Per conto della Ue, è l’Alto rappresentante per la Politica estera, Josep Borrell a chiedere una immediata de-escalation. Ha infatti annunciato che “prenderà in considerazione tutte le misure necessarie a proteggere i suoi interessi di sicurezza”.

I Governi di Italia e Francia, in occasione del vertice intergovernativo di Napoli, hanno definito “inaccettabile” la nuova offensiva di Damasco e hanno affermato che è di “massima importanza che gli autori di violazioni del diritto internazionale umanitario e del diritto internazionale relativo ai diritti umani debbano rendere conto dei loro atti. È la ragione per la quale la Francia e l’Italia chiedono alla Corte penale internazionale di occuparsi della situazione in Siria“.

La Turchia avverte l’Ue “non fermeremo più i migranti diretti in Grecia”

Gli argomenti del Governo di Ankara non presentano particolari novità. La Turchia sa come richiamare l’attenzione degli alleati Nato e dell’Unione Europea, e non esita a farlo. Un alto funzionario del Governo turco ha fatto sapere che i migranti diretti in Europa non verranno più fermati.

Non chiuderemo più i nostri confini ai rifugiati che vogliono andare in Europa” ha dichiarato Ankara, rendendo nota una decisione che sarebbe stata presa nottetempo dal consiglio di sicurezza straordinario presieduto dallo stesso Recep Tayyip Erdogan. E stando a quanto riportato da alcuni media, ci sarebbero diversi gruppi di migranti diretti verso il confine con la Grecia nella Turchia occidentale.

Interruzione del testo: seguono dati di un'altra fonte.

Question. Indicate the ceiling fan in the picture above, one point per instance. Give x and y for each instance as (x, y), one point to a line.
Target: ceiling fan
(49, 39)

Una situazione, quella in cui si trovano le zone della Siria interessate dagli scontri armati, che è stata descritta dall’Ufficio Onu per il coordinamento umanitario (Ocha). Stando agli ultimi dati diffusi, siamo nel pieno di una crisi umanitaria con 950 mila civili siriani sfollati nella regione di Idlib. A partire dall’1 dicembre fino ad oggi sarebbero circa 948 mila gli sfollati, dei quali 569 mila sarebbero minori, e 195 mila donne. In tutto donne e bambini rappresentano l’81% dell’intera comunità di sfollati siriani.